Forget your yellow lab, boys. Pasta is a man’s best friend.
Its 10PM and your significant other, tired from an entire day of quiche-making, has retired for the evening. It’s snowing real hard, and your cars are completely buried in ‘da white stuff, and the streets are a ‘friggin mess. You’ve just watched four hours of speed skating, bobsled, and the biathlon (Cross-country skiing meets shootin’ stuff! Man that’s friggin cool. Thats so macho, only a Norwegian could have invented it.) But now you’re hungry, and you want something real to eat. Something hot. Something hearty. Delivery is NOT an option.
Clearly, a nice spaghetti with pasta sauce is called for — but it helps if you already have the critical mass to begin with. Fortunately, I had already had a large container of Italian sausage from ‘Da Bronx and some meatballs that I had cooked up with some peppers and onions in a marinara sauce for some Big Pussy-style hoagies for that Superbowl I didn’t much give a rats ass about. Hey, the Giants or the Jets weren’t in it. Or even the freakin’ Bills. Sausage and Meatballs was the fucking highlight of that weekend, to be sure.
Transforming a pile of cooked sausage and meatballs sitting in marinara into a meal fit for a Mafia soldier was a snap — I simply dumped said leftovers into a big saucepan, added a 14oz can of Italian tomatoes, and simmered the sucker for about 30 minutes, until the sausage and meatballs started to fall apart in the sauce, and I cut them up a bit with a knife. Then I reserved aside the meaty stuff that I could catch with a ladle, and hit the chunky stuff in the pot with one of my favorite tools, the Braun immersion blender. Whenever I use that thing I pretend I’m a mobster, disposing of the severed extremities of some goon or a despised enemy in some horrible manner. But I digress. Capiche?

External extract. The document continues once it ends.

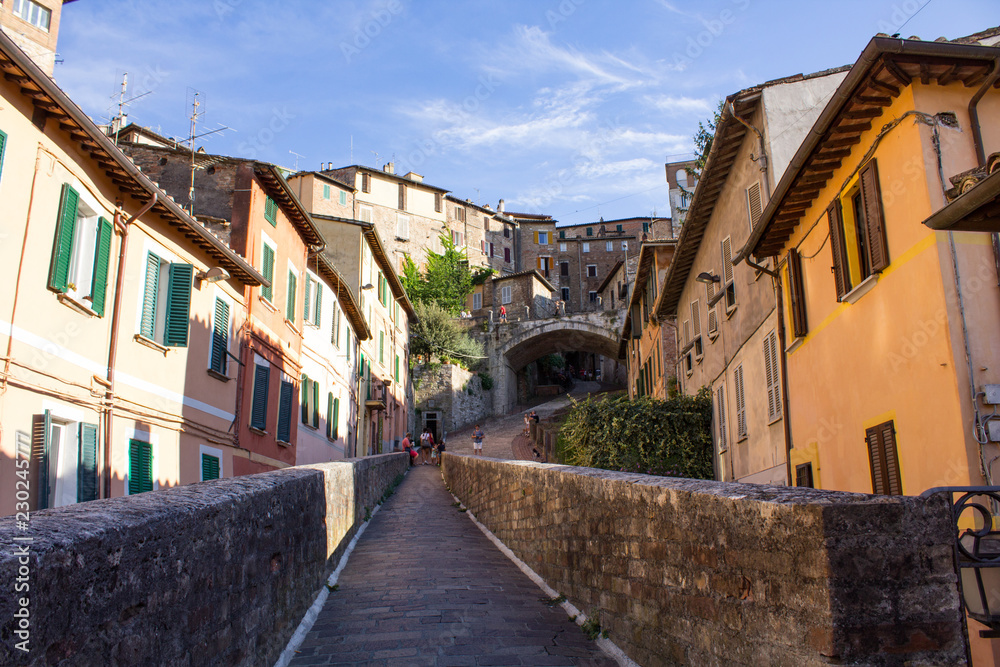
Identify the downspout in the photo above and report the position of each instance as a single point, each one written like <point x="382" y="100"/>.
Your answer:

After blasting the sauce, I simmered it a bit more to reduce the liquid and tighten the sucker up, dumped the meaty stuff back in, boiled up my Ronzoni in our 16 quart stockpot, chucked it in the colander when al dente, returned it to the pot, tossed it up with the sauce, and Bada-Bing, Bada-Boom, we got Dinner! And the little lady was pleased, if I say so myself.
So next year, when you’re preparing your vittles for the big game, remember hoagies first, goombada sauce later.